Classe politica inetta e impreparata, non è che manca la Democrazia cristiana?
Cosa succede quando una democrazia poggia su basi poco solide? A essersi posto la domanda, di recente, è lo studioso Francesco Colafemmina in un saggio pubblicato l'anno scorso da Passaggio al Bosco ( La democrazia di Atene. Storia di un mito). La risposta è "oclocrazia", ossia governo delle masse. Tra massa e popolo corre una bella differenza. Il popolo è un'unità nazionale, mentre la massa un'entità indefinita e, per dirla con Bauman, liquida. In Italia siamo giunti a questo stadio, in cui la classe politica si configura come inetta e impreparata. Le radici di tale deriva stanno, innanzitutto, nella povertà culturale e morale di chi si candida a governare il paese, animato da uno sconsiderato desiderio di liberazione dalla tradizione del passato. La deriva culturale, dicevo, è iniziata, formalmente, con il Sessantotto, e da allora non si è più arrestata.

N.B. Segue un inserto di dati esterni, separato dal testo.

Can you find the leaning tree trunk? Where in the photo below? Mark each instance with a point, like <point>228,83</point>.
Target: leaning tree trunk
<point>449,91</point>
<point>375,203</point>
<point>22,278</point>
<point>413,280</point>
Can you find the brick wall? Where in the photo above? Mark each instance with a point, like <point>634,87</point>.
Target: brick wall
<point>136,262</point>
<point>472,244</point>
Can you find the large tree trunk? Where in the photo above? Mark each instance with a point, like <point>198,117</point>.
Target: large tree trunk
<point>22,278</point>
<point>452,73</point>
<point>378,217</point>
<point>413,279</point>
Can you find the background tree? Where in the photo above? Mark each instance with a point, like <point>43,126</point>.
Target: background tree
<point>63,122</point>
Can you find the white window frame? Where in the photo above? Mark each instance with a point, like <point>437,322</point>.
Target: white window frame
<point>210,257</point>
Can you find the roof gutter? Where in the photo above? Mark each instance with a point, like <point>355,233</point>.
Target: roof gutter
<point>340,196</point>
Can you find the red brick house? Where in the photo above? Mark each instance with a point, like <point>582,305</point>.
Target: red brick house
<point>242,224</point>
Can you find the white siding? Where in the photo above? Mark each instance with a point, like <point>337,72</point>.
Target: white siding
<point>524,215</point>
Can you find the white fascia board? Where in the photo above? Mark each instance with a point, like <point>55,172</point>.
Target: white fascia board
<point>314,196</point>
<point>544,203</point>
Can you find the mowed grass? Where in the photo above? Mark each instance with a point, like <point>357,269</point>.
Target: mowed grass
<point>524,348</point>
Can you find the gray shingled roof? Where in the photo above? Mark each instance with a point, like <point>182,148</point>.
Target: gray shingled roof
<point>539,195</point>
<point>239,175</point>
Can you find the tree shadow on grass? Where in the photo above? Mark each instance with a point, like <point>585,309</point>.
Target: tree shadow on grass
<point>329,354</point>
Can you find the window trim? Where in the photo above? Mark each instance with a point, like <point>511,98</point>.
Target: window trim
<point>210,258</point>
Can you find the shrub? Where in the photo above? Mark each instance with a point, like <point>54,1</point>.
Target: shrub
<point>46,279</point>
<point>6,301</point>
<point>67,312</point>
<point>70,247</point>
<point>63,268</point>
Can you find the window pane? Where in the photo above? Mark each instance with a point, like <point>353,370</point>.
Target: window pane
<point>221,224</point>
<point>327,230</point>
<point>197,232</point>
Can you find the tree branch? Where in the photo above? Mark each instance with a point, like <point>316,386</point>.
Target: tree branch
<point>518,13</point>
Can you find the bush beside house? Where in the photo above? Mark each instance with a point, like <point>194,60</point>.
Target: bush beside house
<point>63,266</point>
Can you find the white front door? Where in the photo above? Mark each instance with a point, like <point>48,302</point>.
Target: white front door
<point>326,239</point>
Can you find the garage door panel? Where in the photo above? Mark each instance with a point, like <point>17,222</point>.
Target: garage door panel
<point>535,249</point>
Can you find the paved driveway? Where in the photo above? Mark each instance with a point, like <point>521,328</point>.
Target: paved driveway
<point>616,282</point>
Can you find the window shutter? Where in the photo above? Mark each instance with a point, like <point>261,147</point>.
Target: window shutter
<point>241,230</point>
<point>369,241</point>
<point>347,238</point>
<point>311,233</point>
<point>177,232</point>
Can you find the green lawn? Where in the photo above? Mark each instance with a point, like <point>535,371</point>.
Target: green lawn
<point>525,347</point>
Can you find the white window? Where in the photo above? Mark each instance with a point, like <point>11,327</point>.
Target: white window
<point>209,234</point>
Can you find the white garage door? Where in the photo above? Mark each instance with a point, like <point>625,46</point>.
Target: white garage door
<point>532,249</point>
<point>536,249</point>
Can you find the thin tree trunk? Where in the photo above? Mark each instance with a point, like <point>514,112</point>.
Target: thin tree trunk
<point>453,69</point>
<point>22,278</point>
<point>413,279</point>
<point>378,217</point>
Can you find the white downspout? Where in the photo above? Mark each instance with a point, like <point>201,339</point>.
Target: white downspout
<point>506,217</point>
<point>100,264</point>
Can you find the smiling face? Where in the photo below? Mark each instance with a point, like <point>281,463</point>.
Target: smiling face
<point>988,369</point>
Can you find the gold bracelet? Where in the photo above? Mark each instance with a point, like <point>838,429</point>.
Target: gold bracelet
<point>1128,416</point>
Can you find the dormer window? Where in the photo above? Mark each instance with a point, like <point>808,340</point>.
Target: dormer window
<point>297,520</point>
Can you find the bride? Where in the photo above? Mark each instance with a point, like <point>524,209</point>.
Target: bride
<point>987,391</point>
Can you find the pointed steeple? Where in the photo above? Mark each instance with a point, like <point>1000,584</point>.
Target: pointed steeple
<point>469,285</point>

La Scuola è più dissestata che mai, mentre i giovani studenti si ritrovano spesso con famiglie sfasciate, disunite e senza una guida. Oltre alla diffusa ignoranza, si aggiunge la saccenteria di certi adolescenti, i quali sfidano e confutano gli insegnanti per imporre loro un corso di progressismo accelerato, o di femminismo armato ideologicamente, e convincerci che non è giusto studiare Churchill, perché fu un colonialista, e via di questo passo. Risultato: abbiamo una gioventù (non tutta, per fortuna) indottrinata e vittima dei peggiori stereotipi del politicamente corretto. Per tornare alla questione di partenza, questa sciatteria si palesa nelle forme di movimenti politici sconclusionati.
UN'ARISTOCRAZIA POLITICA
Le forme di governo, naturalmente, non sono tutte uguali. La democrazia è, idealmente, l'espressione più matura di come si governa una nazione. Tuttavia, spesso le democrazie più solide sono passate attraverso un sistema monarchico legittimato dal popolo, che ha gettato le basi per una nuova forma di potere parlamentare. L'esempio più illuminante riguarda il Regno Unito. La monarchia costituzionale italiana, viceversa, trovò legittimazione solamente nelle élite del nord. Nel 1946, dopo la parentesi del fascismo, il consenso verté (sebbene permangano ancora dubbi circa il risultato elettorale effettivo) in direzione della Repubblica parlamentare. Essa funzionò, poiché la classe dirigente del tempo costituì un'aristocrazia intellettuale fortemente radicata nella società civile. L'influsso morale, spirituale e culturale della Chiesa ebbe un portavoce laico di grande successo e rappresentativo dell'opinione pubblica: la Democrazia Cristiana. Se guardiamo al presente, troviamo partiti che sono macchine di potere, una classe di governo che è lo specchio della società civile (da cui deriva la degenerazione in oclocrazia) e la mancanza di una solida unità morale. Per fare ripartire l'Italia e darle una coesa unità nazionale serve di nuovo un'aristocrazia parlamentare, magari pensata, per quanto riguarda il meccanismo interno, sulla scia di un esecutivo separato dal legislativo (presidenzialismo americano) e in costante rapporto dialettico con il Parlamento.